温泉地・地獄地帯に隣接する矢岳歩道沿いではツルニンジンの風変わりな花が見られ、仁田峠から野岳歩道への道沿いにはゲンノショウコやガンクビソウ、ツクシアザミ、ミズヒキなどが開花。仁田峠からアザミ谷への自然歩道沿いにはヒヨドリバナや、アキノキリンソウ、ヤマシロギク、オオバショウマ、ミツバグサ、アキチョウジ、コフウロなどの草花がにぎやかに咲いています。あざみ谷から普賢岳へは約1時間。森のなかには、オオバショウマやモミジガサ、ウンゼントリカブト、ダイモンジソウ、花期を終えたホソバシュロソウも見られます。山頂には、ダイモンジソウやフクオウソウ、またツクシミカエリソウの群落が厳しい環境の中で開花します。
雲仙には、秋の草花を楽しみにたくさんの人が登山や自然散策に訪れ、この季節、「お山の情報館」にはカメラ等を持ち込んで、草花の名前を尋ねる来館者が多くなります。
標高1,359mの普賢岳や周辺の国見岳(1,347m)、妙見岳(1,330m)一帯の落葉広葉樹林帯(夏緑樹林)の紅葉は見事で、例年、多くの公園利用者を楽しませてくれます。この一帯は、優れた紅葉景観として国の天然記念物「普賢岳紅葉樹林」に指定されています。

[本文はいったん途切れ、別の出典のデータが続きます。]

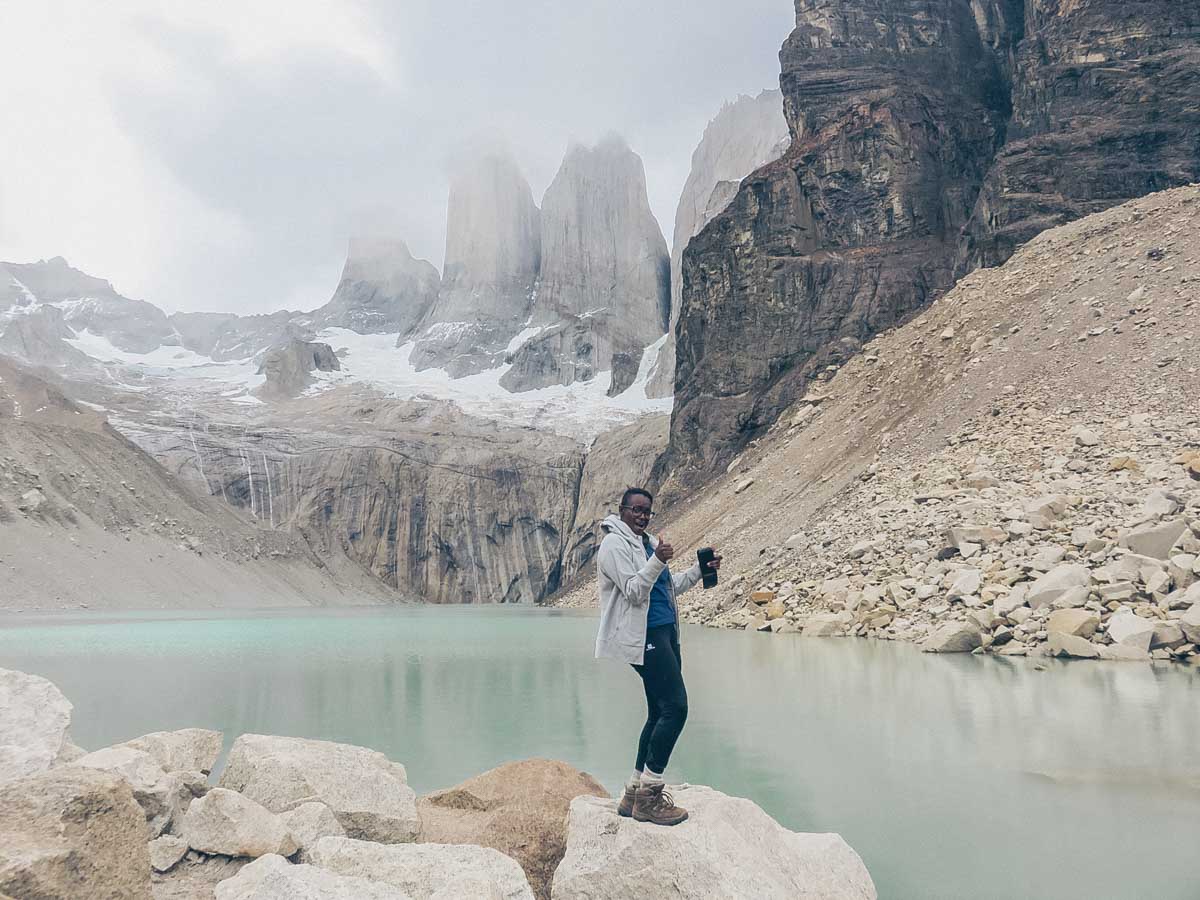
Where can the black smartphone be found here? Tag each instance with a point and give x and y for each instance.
(706, 556)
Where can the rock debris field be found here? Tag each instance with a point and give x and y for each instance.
(1017, 471)
(292, 819)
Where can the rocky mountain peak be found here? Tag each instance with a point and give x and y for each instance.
(493, 252)
(747, 133)
(383, 289)
(605, 270)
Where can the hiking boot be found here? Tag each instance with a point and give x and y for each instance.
(625, 808)
(655, 805)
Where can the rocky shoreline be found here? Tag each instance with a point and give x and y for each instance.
(292, 817)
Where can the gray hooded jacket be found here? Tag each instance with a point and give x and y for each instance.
(625, 580)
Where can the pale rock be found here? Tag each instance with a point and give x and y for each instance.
(1083, 535)
(1131, 630)
(1155, 540)
(226, 822)
(163, 796)
(823, 625)
(273, 877)
(1063, 645)
(1080, 623)
(35, 721)
(1122, 653)
(1071, 599)
(1056, 582)
(966, 583)
(365, 790)
(310, 822)
(1189, 622)
(423, 869)
(1020, 615)
(1119, 591)
(1167, 635)
(727, 850)
(72, 834)
(953, 637)
(184, 750)
(166, 851)
(979, 535)
(1159, 504)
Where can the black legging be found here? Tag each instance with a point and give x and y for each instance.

植生の主体はコハウチワカエデ?ケクロモジ群落、コハウチワカエデ、コミネカエデ、イタヤカエデ、イロハモミジ、ウリハダカエデ、オニモミジ、アズキナシ、シロドウダンなどで、10月下旬から11月初めにかけて山全域が紅葉します。
雲仙の紅葉の特徴は、真っ赤なシロドウダンや黄色のカエデ類が織りなす紅葉が山腹に点在する常緑樹ヤマグルマの深緑と相まって、山肌を染めあげていく色彩豊かな景観です。
おすすめの紅葉探勝ルートは、「池の原」から周囲の紅葉を楽しんで仁田峠に向かい、さらに妙見岳の急な斜面を紅葉と眼下の風景を楽しみながら登るルートです。仁田からロープウェイを使って一気に妙見岳まで上ることもできます。ロープウェイから眺める眼下の紅葉は絶景です。
妙見岳から尾根伝いに妙見カルデラを進み、吹越への分岐、国見岳への分岐をやり過ごし、歩道を下ると、国見岳直下の山腹から鬼人谷(きじんだに)にかけての見事な紅葉を楽しむことができます。鬼人谷を見渡す谷から紅葉茶屋一帯は、その昔から紅葉狩りが楽しまれていた場所です。
紅葉茶屋からあざみ谷を経て仁田峠までは、紅葉した森の中を歩く心落ち着く区間で、所要時間は約50分です。
もうひとつ紅葉探勝のおすすめは、温泉街にほど近い「白雲の池」です。温泉街から自然歩道を歩いて約15分。11月初旬、池の周辺の樹々が色づきはじめ、紅葉した樹々と湖面に映る紅葉、遠くに妙見岳や普賢岳、平成新山を望む風景は格別で、雲仙を訪れる人々の散策コースとして親しまれており、スケッチや写真撮影の人気スポットでもあります。
国立公園雲仙の秋は、9月半ばの草花の開花に始まり、紅葉しはじめた山々が日ごとに標高を下げていき、11月初旬に温泉街周辺の森が紅葉する頃まで続きます。